Eleanor Roosevelt
was an author, political activist, columnist teacher, diplomat,
and first lady. She was also a worker and a union member. While
born to a life of wealth and privilege, as a syndicated newspaper
columnist she was a member of The Newspaper Guild for over
twenty-five years and rarely if ever missed a deadline. She
was a champion of workers around the world.
The men and women of the labor movement valued her support
and her friendship. They worked with her as she guided the
Universal Declaration of Human Rights to completion as a delegate
to the United Nations in 1948. But this was not the beginning
or the end of their work together. From her first meeting with
the Women’s Trade Union League in 1919 until her death
in 1962 she was, to quote the AFL-CIO, “One of us.”
Eleanor Roosevelt led by example. Her working relationships
with union leaders, union members and especially union women,
offer lessons today for those who seek social justice and human
rights in the workplace at home and abroad. Working in partnership,
they overcame barriers of class, race, and gender. And ER believed
that what she did on a national and international level, everyone
could and should do on a local level for “Where after
all do universal human rights begin? In small places, close
to home.”
- Her words inspire and guide us.
- Her actions provide examples.
- Her union partnership offers a model for today.

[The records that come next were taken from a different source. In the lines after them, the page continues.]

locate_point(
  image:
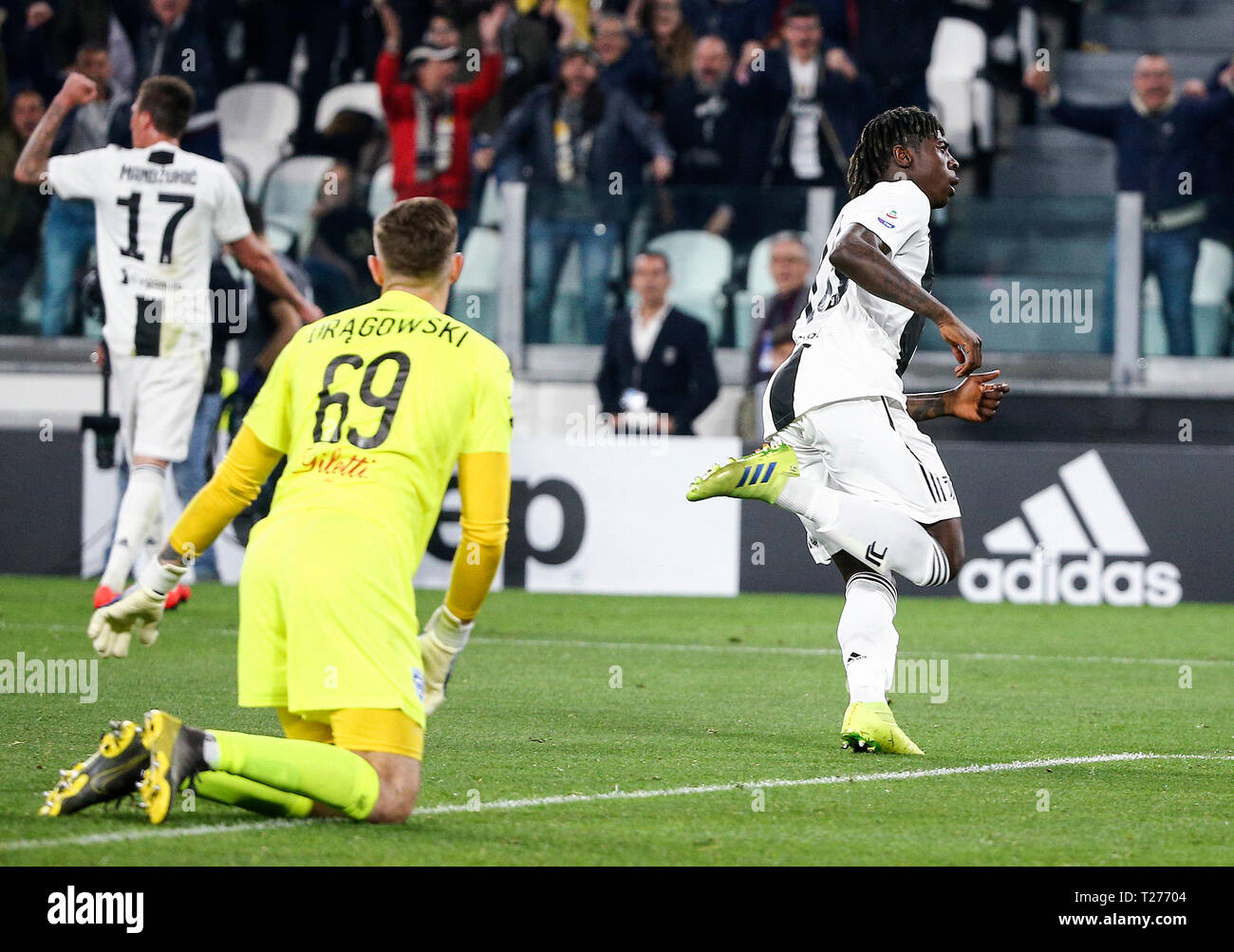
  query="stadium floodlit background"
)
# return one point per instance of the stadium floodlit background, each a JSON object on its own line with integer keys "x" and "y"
{"x": 1097, "y": 268}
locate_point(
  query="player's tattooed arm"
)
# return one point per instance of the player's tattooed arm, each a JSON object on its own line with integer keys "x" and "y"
{"x": 926, "y": 406}
{"x": 32, "y": 163}
{"x": 976, "y": 400}
{"x": 255, "y": 256}
{"x": 863, "y": 256}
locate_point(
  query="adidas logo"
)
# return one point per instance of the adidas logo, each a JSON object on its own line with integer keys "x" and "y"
{"x": 1066, "y": 534}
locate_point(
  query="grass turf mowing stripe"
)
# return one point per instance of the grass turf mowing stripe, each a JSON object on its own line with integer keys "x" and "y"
{"x": 737, "y": 649}
{"x": 572, "y": 798}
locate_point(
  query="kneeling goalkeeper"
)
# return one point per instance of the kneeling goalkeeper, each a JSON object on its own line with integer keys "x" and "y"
{"x": 373, "y": 407}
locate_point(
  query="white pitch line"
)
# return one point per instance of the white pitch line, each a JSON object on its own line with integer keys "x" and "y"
{"x": 735, "y": 649}
{"x": 834, "y": 652}
{"x": 810, "y": 782}
{"x": 617, "y": 794}
{"x": 159, "y": 832}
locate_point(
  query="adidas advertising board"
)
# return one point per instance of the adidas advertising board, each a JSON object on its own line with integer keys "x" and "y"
{"x": 1054, "y": 524}
{"x": 1075, "y": 542}
{"x": 608, "y": 519}
{"x": 1044, "y": 523}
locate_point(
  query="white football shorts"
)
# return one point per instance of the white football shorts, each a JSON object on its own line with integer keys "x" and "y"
{"x": 157, "y": 401}
{"x": 872, "y": 449}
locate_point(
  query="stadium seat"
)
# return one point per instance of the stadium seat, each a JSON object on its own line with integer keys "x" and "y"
{"x": 474, "y": 296}
{"x": 255, "y": 121}
{"x": 291, "y": 190}
{"x": 490, "y": 205}
{"x": 359, "y": 96}
{"x": 238, "y": 170}
{"x": 280, "y": 238}
{"x": 702, "y": 264}
{"x": 382, "y": 190}
{"x": 757, "y": 285}
{"x": 963, "y": 99}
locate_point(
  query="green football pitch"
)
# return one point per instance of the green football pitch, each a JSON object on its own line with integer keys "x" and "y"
{"x": 585, "y": 730}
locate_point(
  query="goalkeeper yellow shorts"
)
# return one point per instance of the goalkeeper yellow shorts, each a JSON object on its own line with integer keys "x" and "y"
{"x": 327, "y": 618}
{"x": 389, "y": 732}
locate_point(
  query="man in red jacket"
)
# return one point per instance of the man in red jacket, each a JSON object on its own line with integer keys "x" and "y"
{"x": 430, "y": 118}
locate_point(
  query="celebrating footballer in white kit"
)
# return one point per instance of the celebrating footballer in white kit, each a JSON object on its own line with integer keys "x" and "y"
{"x": 159, "y": 213}
{"x": 843, "y": 448}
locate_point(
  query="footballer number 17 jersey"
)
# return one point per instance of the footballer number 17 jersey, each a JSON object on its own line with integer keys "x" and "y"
{"x": 159, "y": 213}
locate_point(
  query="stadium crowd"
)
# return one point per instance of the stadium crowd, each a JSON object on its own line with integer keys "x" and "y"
{"x": 625, "y": 118}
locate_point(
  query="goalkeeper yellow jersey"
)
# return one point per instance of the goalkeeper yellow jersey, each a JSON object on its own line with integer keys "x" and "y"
{"x": 373, "y": 407}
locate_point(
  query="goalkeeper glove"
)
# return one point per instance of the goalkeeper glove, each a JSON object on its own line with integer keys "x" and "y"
{"x": 112, "y": 626}
{"x": 439, "y": 645}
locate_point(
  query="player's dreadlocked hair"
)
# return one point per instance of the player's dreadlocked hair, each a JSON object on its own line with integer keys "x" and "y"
{"x": 905, "y": 126}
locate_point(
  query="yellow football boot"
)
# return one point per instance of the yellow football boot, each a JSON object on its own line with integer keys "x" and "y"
{"x": 759, "y": 475}
{"x": 871, "y": 726}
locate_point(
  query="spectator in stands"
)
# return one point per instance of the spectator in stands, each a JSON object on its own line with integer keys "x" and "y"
{"x": 790, "y": 269}
{"x": 567, "y": 20}
{"x": 68, "y": 233}
{"x": 1158, "y": 136}
{"x": 186, "y": 40}
{"x": 90, "y": 23}
{"x": 625, "y": 63}
{"x": 25, "y": 31}
{"x": 227, "y": 296}
{"x": 442, "y": 32}
{"x": 671, "y": 38}
{"x": 822, "y": 103}
{"x": 571, "y": 136}
{"x": 657, "y": 359}
{"x": 285, "y": 21}
{"x": 271, "y": 324}
{"x": 337, "y": 259}
{"x": 527, "y": 60}
{"x": 893, "y": 45}
{"x": 21, "y": 209}
{"x": 1213, "y": 179}
{"x": 706, "y": 118}
{"x": 430, "y": 119}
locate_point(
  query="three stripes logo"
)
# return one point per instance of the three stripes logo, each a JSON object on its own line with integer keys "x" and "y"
{"x": 1064, "y": 536}
{"x": 757, "y": 476}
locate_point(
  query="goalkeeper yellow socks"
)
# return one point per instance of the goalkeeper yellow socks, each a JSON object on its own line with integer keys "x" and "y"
{"x": 251, "y": 795}
{"x": 321, "y": 772}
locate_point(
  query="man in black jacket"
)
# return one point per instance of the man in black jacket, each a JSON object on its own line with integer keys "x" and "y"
{"x": 822, "y": 102}
{"x": 1159, "y": 139}
{"x": 706, "y": 118}
{"x": 658, "y": 371}
{"x": 572, "y": 137}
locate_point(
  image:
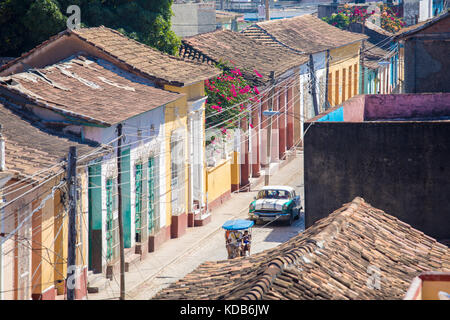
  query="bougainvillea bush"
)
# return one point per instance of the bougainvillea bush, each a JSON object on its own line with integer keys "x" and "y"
{"x": 230, "y": 97}
{"x": 389, "y": 20}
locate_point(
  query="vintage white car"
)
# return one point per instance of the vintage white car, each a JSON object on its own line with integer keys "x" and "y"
{"x": 276, "y": 202}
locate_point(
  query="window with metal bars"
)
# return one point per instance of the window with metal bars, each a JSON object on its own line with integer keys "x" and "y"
{"x": 112, "y": 221}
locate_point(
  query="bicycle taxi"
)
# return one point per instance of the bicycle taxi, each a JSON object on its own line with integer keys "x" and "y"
{"x": 238, "y": 234}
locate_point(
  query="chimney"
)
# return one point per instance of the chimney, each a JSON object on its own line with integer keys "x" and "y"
{"x": 2, "y": 151}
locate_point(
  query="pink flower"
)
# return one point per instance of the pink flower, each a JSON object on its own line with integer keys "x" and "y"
{"x": 257, "y": 73}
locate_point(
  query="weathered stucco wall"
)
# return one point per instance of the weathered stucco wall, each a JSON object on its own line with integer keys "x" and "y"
{"x": 393, "y": 106}
{"x": 402, "y": 168}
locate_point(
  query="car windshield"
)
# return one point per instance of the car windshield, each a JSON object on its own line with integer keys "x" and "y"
{"x": 273, "y": 194}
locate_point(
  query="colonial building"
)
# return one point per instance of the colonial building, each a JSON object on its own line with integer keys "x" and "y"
{"x": 283, "y": 94}
{"x": 424, "y": 54}
{"x": 83, "y": 82}
{"x": 357, "y": 252}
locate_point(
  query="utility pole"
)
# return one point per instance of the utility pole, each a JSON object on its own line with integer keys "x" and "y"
{"x": 362, "y": 71}
{"x": 269, "y": 113}
{"x": 71, "y": 259}
{"x": 119, "y": 194}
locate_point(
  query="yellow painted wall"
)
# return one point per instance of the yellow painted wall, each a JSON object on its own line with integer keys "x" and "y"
{"x": 341, "y": 60}
{"x": 176, "y": 117}
{"x": 47, "y": 255}
{"x": 430, "y": 289}
{"x": 60, "y": 247}
{"x": 218, "y": 180}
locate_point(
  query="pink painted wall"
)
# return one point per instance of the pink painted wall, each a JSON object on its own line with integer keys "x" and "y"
{"x": 392, "y": 106}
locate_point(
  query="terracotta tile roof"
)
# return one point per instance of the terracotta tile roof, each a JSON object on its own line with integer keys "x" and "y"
{"x": 30, "y": 148}
{"x": 245, "y": 53}
{"x": 405, "y": 32}
{"x": 333, "y": 259}
{"x": 305, "y": 34}
{"x": 90, "y": 89}
{"x": 146, "y": 59}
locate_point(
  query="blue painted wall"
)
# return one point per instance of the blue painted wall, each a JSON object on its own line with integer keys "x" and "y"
{"x": 336, "y": 115}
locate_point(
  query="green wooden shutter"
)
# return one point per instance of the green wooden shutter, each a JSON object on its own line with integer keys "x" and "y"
{"x": 138, "y": 217}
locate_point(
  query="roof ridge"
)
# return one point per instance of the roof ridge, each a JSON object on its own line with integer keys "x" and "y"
{"x": 279, "y": 264}
{"x": 278, "y": 41}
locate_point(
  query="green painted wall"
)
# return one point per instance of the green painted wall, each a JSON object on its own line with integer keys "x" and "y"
{"x": 126, "y": 197}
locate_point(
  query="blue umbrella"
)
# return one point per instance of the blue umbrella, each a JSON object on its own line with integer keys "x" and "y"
{"x": 238, "y": 224}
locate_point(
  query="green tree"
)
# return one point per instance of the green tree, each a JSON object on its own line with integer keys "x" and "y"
{"x": 26, "y": 23}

The pages that follow provide background information to be
used in current labor education programs. The materials under
Teaching
Aides
are
one-page handouts and can be downloaded and incorporated into
existing workshops or courses on workers' rights, human rights,
labor history, and union women’s leadership. The documents
and photographs presented here reveal only a small sample of
the variety of material available to labor educators, teachers,
students and scholars interested in Eleanor Roosevelt, the
labor movement, and social justice.
After her death in 1962, the AFL-CIO honored Eleanor Roosevelt's
courage and commitment to labor and social justice, saying:
Throughout the crowded years of her lifetime, Eleanor
Roosevelt was the tireless champion of working men and women…Wherever
there were battles to be fought …for minimum wage or
social security…on behalf of sharecroppers or migratory
workers…against the unspeakable evils of discrimination,
segregation or child labor…for union shop or against
spurious ‘right-to-work-laws’…she was an
ardent advocate of the ideals of the United Nations…the
architect of its Human Rights program…But more than that:
she was one of us…
AFL-CIO 1963*
* AFL-CIO Pamphlet, 1963, George
Meany Memorial Archives, Silver Spring, MD.